With suggestions of interest from Tottenham, Everton and Manchester City, Owen is in demand. For him, however, the devil is in the details. Newcastle's offer entails a 25 per cent pay cut, but it is still more lucrative than the remuneration he could command elsewhere. Kinnear deemed Newcastle's "an excellent contract, considering what is happening around all football clubs." Multi-millionaires rarely attract sympathy in such circumstances, but the credit crunch is affecting Owen.

It is, in part, a consequence of Newcastle's exorbitant expenditure during his four-season spell on Tyneside. With a £17million (Dh92.5m) transfer fee and a wage in the region of £110,000 a week his eventual cost will amount to £40m. They may recoup nothing, and, as he has only mustered 46 league starts in three-and-a-half years, it is hard to argue that Owen has provided value for money. There was a time when descriptions such as "national hero" went unchallenged. Now he can polarise opinion. This is a player who averages better than a goal every other start for each of his three clubs, but one who is infrequently fit. He has just turned 29, but his career peaked between the ages of 18 and 22. He is by far the leading goalscorer among the current generation of English strikers, but he is ignored by Fabio Capello. He is lauded, particularly by former players turned pundits, as one of the Premier League's finest players, but he has been ignored by the four dominant clubs.

Indeed, Rafael Benitez was quick to distance himself from speculation that Owen would return to Liverpool. In an era of lone strikers, often supported by attacking midfielders, Owen, at his happiest operating in tandem with a muscular target man, can appear an anachronism. Depreciating speed has increased a reliance on others. His predatory remain instincts intact, but his acceleration is no longer breathtaking.

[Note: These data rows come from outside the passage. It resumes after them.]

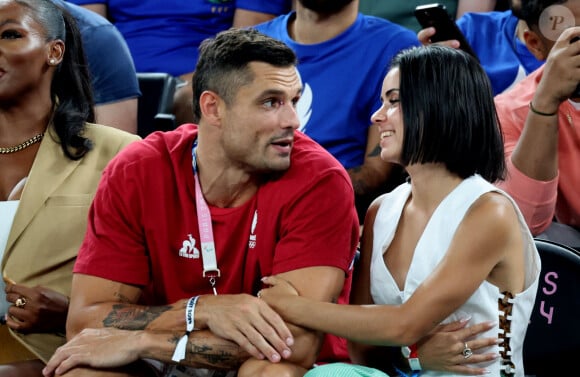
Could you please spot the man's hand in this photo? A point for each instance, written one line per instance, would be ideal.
(441, 350)
(96, 348)
(36, 309)
(425, 35)
(247, 321)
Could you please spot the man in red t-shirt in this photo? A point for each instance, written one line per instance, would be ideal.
(266, 197)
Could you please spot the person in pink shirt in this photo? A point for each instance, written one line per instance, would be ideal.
(538, 118)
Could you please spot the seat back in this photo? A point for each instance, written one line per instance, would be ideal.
(155, 103)
(553, 337)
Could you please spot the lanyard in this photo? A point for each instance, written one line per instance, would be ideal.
(210, 269)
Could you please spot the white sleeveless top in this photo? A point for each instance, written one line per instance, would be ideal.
(7, 212)
(430, 250)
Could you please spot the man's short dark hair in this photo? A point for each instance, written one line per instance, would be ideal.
(448, 112)
(223, 61)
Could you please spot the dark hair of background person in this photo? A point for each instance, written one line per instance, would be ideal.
(222, 65)
(71, 91)
(448, 109)
(531, 10)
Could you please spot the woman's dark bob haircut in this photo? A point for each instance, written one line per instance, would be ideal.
(448, 112)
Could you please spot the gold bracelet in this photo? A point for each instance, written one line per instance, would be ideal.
(541, 113)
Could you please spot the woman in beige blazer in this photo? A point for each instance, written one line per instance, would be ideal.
(51, 158)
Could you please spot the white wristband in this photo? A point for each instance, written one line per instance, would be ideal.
(181, 348)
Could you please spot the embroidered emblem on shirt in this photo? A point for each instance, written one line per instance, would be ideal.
(252, 240)
(188, 249)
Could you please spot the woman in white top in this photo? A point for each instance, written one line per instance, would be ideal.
(444, 246)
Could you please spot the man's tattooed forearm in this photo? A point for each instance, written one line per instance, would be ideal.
(129, 317)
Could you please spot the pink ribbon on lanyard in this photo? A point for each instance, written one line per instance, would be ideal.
(208, 255)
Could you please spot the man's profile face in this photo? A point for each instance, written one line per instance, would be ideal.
(259, 124)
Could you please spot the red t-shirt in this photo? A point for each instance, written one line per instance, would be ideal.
(143, 227)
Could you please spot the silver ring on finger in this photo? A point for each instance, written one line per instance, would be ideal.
(467, 352)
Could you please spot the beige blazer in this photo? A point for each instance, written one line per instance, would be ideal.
(50, 222)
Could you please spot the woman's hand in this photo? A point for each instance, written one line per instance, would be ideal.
(278, 287)
(36, 309)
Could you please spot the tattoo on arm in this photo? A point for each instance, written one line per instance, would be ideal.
(129, 317)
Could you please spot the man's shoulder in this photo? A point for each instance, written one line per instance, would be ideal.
(274, 26)
(159, 148)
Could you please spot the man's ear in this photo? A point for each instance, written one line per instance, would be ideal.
(55, 52)
(210, 105)
(536, 45)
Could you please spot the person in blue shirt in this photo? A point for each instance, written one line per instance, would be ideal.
(113, 75)
(343, 56)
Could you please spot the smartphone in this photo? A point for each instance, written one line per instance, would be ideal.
(435, 15)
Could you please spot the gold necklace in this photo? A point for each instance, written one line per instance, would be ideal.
(33, 140)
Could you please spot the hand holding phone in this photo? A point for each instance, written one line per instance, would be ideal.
(436, 16)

A further issue is whether a player accustomed to having teams built around him, can adapt to a squad player's role. The likelier scenario is that Owen stays at Newcastle. Their contract may represent the most generous available, but performance-related pay is less beneficial for those who spend much of the campaign on the sidelines. But the law of diminishing returns means fewer games results in a reduced income.